Os Aliados da NATO e a Ucrânia analisaram a atividade militar da Rússia, que se intensificou significativamente nas últimas semanas, nos territórios temporariamente ocupados da Ucrânia e ao longo da fronteira do nosso país.
Dmytro Kuleba informou detalhadamente os aliados sobre a crescente presença militar da Rússia, o aumento da desinformação russa e a retórica beligerante significativa por parte de oficiais russos, que fazem à Ucrânia ameaças de guerra. O ministro partilhou a sua avaliação sobre a motivação da Rússia e os objetivos que esta pretende alcançar. O chefe da diplomacia ucraniana sugeriu dez medidas práticas que os Aliados da NATO poderão tomar para apoiar a Ucrânia.
Os Aliados reafirmaram unanimemente o seu apoio à soberania e integridade territorial da Ucrânia. Salientaram que a NATO não reconhece e não reconhecerá a tentativa de anexação da Crimeia e condenaram a desestabilização da situação de segurança em curso no leste da Ucrânia, a qual está a ser provocada pela Rússia.
Os participantes desta reunião extraordinária concordaram que a política consistente de apoio à Ucrânia por parte da NATO, que se opõe às ações agressivas da Rússia, permanecerá inalterada. O Secretário-Geral da NATO, Jens Stoltenberg, que presidiu a reunião, reafirmou que a NATO continuará a fornecer apoio político e prático à Ucrânia.
Os participantes apelaram à Rússia para que esta ponha fim às provocações e ameaças, reduza as tensões nessas regiões e reafirme imediatamente o seu compromisso com o cessar-fogo no leste da Ucrânia, cumprindo assim as suas obrigações ao abrigo dos acordos de Minsk.
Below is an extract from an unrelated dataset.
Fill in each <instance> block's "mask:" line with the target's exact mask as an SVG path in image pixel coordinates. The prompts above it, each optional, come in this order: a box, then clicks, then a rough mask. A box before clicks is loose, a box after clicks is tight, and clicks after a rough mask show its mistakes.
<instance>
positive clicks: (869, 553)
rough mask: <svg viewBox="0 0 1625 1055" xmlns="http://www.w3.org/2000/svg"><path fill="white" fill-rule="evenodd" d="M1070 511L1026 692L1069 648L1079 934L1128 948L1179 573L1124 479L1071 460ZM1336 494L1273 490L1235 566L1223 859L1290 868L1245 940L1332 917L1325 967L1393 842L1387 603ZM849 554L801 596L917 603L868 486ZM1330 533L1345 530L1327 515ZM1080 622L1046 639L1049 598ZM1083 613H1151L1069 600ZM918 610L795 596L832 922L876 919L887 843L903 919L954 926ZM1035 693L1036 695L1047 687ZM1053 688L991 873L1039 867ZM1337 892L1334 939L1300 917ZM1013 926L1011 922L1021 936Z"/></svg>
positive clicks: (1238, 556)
Referência: o artigo 15.º da Carta da Parceria Especial entre a Ucrânia e a NATO prevê a possibilidade de usar um mecanismo de aconselhamento em caso de crise, que permite realizar consultas conjuntas entre o nosso país e a Aliança, caso a Ucrânia veja uma ameaça direta à sua integridade territorial, independência política ou segurança.A última vez que este artigo foi ativado foi em 2018, após o ataque da Rússia a navios de guerra ucranianos no Mar Negro, perto do Estreito de Kerch.